Here is a quote from Jung, appearing in _Visions: Notes of the Seminar given in 1930-1934 by C. G. Jung_, edited by Claire Douglas. Vol. 2. (Princeton NJ, Princeton University Press, Bollingen Series XCIX, 1997), p. 923.

“Another strange field of occult experience in which the hermaphrodite appears is the Tarot. That is a set of playing cards, such as were originally used by the gypsies. There are Spanish speciments, if I remember rightly, as old as the fifteenth century. These cards are really the origin of our pack of cards, in which the red and the black symbolize the opposites, and the division of four—clubs, spades, diamonds, and hearts—also belongs to the individuation symbolism. They are psychological images, symbols with which one plays, as the unconscious seems to play with its contents. They combine in certain ways, and the different combinations correspond to the playful development of events in the history of mankind. The original cards of the Tarot consist of the ordinary cards, the king , the queen, the knight, the ace, etc.,—only the figures are somewhat different—and besides, there are twenty-one cards upon which are symbols, or pictures of symbolical situations. For example, the symbol of the sun, or the symbol of the man hung up by the feet, or the tower struck by lightning, or the wheel of fortune, and so on. Those are sort of archetypal ideas, of a differentiated nature, which mingle with the ordinary constituents of the flow of the unconscious, and therefore it is applicable for an intuitive method that has the purpose of understanding the flow of life, possibly even predicting future events, at all events lending itself to the reading of the conditions of the present moment. It is in that way analogous to the I Ching, the Chinese divination method that allows at least a reading of the present condition. You see, man always felt the need of finding an access through the unconscious to the meaning of an actual condition, because there is a sort of correspondence or a likeness between the prevailing condition and the condition of the collective unconscious.
“Now in the Tarot there is a hermaphroditic figure called the diable. That would be in alchemy the gold. In other words, such an attempt as the union of opposites appears to the Christian mentality as devilish, something evil which is not allowed, something belonging to black magic.”
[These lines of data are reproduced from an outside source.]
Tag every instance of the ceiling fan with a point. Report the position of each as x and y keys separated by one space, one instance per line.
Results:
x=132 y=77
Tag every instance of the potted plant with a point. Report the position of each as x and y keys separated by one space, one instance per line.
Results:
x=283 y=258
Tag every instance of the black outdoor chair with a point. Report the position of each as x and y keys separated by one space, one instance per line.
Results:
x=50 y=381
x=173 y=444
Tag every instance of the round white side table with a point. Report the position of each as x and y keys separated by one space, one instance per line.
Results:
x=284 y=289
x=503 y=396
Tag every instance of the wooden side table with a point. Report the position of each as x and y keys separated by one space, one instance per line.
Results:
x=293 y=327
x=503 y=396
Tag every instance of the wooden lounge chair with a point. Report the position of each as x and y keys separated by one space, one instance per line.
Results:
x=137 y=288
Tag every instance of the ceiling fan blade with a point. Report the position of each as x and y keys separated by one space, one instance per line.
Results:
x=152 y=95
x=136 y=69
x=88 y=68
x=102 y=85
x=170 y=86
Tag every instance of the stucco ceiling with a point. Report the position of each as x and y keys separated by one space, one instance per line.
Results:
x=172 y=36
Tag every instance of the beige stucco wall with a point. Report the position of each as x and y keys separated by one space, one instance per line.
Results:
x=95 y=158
It shows that he had certainly thought about the significance of some (or all) of the Tarot trumps, but that he had not really learned much about the history. It's interesting that he places the union of opposites (a deeply important aspect of his psychology) and alchemical gold with the Devil. Probably he is referring to the gold and union to be found in the process of integrating the Shadow.

Mary K. Greer
 

Astraea

Thank you very much for posting these notes. Jung had a great appreciation for exemplars of psychic processes, and it does seem clear that he viewed tarot symbolism with respect, in that light -- though, as you say, his historical knowledge of the subject was limited. My understanding from the Bair biography is that he relied principally on Binder for background information concerning tarot, and probably not a great deal was known of its authentic history at the time; but, as you say, his interest was in the psychological significance of the images and the ways in which they spoke to the integration of the personality: alchemical gold. Oh, to have been able to speak with him about such things! Thank you again for this post.